Readings: Num 6:22-27; Gal 4:4-7; Lk 2:16-21
The gospels don’t give us a great deal of information about Mary, the mother of Jesus. However, the glimpses that they do give us can have great value. One passage about Mary that I have always personally liked very much was in today’s gospel selection: "Mary kept all these things, reflecting on them in her heart." There must have been many, many things about her son that led her to think deeply about who he was and what he was about. Mary presents to us a model of a deep, spiritually reflective person.

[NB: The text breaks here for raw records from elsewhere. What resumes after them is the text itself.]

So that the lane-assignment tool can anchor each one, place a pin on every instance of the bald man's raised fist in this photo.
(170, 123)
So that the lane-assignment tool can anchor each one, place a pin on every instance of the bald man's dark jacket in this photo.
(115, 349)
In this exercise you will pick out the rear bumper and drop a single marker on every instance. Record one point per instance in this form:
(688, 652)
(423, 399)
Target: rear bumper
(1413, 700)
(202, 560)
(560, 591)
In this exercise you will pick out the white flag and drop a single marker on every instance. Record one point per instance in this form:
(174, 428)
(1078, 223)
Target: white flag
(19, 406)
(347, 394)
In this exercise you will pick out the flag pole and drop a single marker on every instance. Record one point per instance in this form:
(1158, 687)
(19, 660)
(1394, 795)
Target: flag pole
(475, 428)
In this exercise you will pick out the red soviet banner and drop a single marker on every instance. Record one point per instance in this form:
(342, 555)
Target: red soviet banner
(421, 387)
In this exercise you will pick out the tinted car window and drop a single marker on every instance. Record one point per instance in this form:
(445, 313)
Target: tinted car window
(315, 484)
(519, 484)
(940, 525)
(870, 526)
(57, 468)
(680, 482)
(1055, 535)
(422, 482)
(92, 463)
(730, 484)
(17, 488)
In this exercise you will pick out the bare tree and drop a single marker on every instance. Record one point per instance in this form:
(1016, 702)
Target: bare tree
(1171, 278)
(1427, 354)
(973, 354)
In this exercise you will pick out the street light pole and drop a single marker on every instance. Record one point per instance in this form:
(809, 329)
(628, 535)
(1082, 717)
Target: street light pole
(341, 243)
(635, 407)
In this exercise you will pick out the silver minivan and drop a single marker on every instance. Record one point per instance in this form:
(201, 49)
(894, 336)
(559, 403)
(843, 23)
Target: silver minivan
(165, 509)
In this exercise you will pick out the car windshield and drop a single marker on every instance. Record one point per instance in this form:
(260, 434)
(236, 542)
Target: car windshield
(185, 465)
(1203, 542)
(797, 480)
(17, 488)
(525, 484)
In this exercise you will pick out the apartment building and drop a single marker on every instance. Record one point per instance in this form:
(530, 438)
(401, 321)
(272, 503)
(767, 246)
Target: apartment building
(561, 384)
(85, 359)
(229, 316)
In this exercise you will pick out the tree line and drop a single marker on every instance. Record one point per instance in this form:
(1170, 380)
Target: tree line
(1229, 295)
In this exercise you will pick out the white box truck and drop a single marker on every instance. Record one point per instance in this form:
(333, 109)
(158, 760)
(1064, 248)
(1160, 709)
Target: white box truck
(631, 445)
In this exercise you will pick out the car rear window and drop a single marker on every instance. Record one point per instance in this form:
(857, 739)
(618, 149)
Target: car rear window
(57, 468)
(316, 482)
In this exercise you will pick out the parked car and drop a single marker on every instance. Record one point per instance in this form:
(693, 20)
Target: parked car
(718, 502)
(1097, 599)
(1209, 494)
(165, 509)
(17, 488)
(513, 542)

The Western European tradition all the way back to the ancient Greeks held the practice of reflective thinking in high esteem. The philosopher Socrates said, "The unexamined life is not worth living." After Socrates, Plato and Aristotle both considered metaphysics to be the highest of human activities. By reflective thinking they meant the mental effort to discern the exact causes of anything that happens, to see the relationships between things, to explore the effects of human actions and through all these kinds of examinations to understand the deeper meanings of things, people and events. And that’s what Mary did. She kept all the events of Jesus’ life, ministry and teaching in her heart and reflected upon them. Rightly does the Church call her "the first follower of Christ," and in this regard "the Mother of all the Church in the order of grace." (L.G. #61) It’s also why Mary is such an appropriate model for monastic men and women.
Deep reflection, Mary and monasticism go together. I think that’s one reason there’s so often a special devotion to Mary among monastic men and women and why there are so many Marian shrines at monasteries. I came across that in an unusual place the other day. I’m currently in the process of reviewing a book for the American Benedictine Review. The book is Gethsemani Homilies by Fr. Matthew Kelty, a monk of Gethsemani Abbey in Kentucky. In addition to the homilies there’s an extended question and answer interview with Fr. Matthew by the editor of the collection. Fr. Matthew was first ordained in 1946 as a Divine Word priest and spent fifteen years in missionary work, mainly in New Guinea, before joining the Cistercians. In the interview Fr. Matthew talks about the monastic life being so conducive to thinking deeply with its times of quiet and solitude. That’s something his active life as a missionary did not give him—time to reflect deeply. His life at Gethsemani did give him that opportunity that he so greatly desired.
Some of Fr. Matthew’s most interesting comments concerned vocations. (Fr. Matthew was 93 years old when he gave the interview.) In his view vocations to the monastic life have declined because more and more young people have never developed the capacity to think deeply. Their imaginations are overwhelmed by constant media input and output. "They get constant input....more and more of it from dawn to dusk. There is no silence, no time to ponder or reflect on anything and in that context religion dies." (p.xxxv) When you think about teenagers sending hundreds of text messages a day and receiving just as many----to say nothing of time spent on the phone, using computers, watching TV, listening to their iPods----you begin to understand why the reflectiveness necessary for this way of life is something they really have no experience of.
Mary, the mother of Jesus, remains a standard of holy, prayerful reflective thought. She should be that kind of an example for us. Let us celebrate her for that today.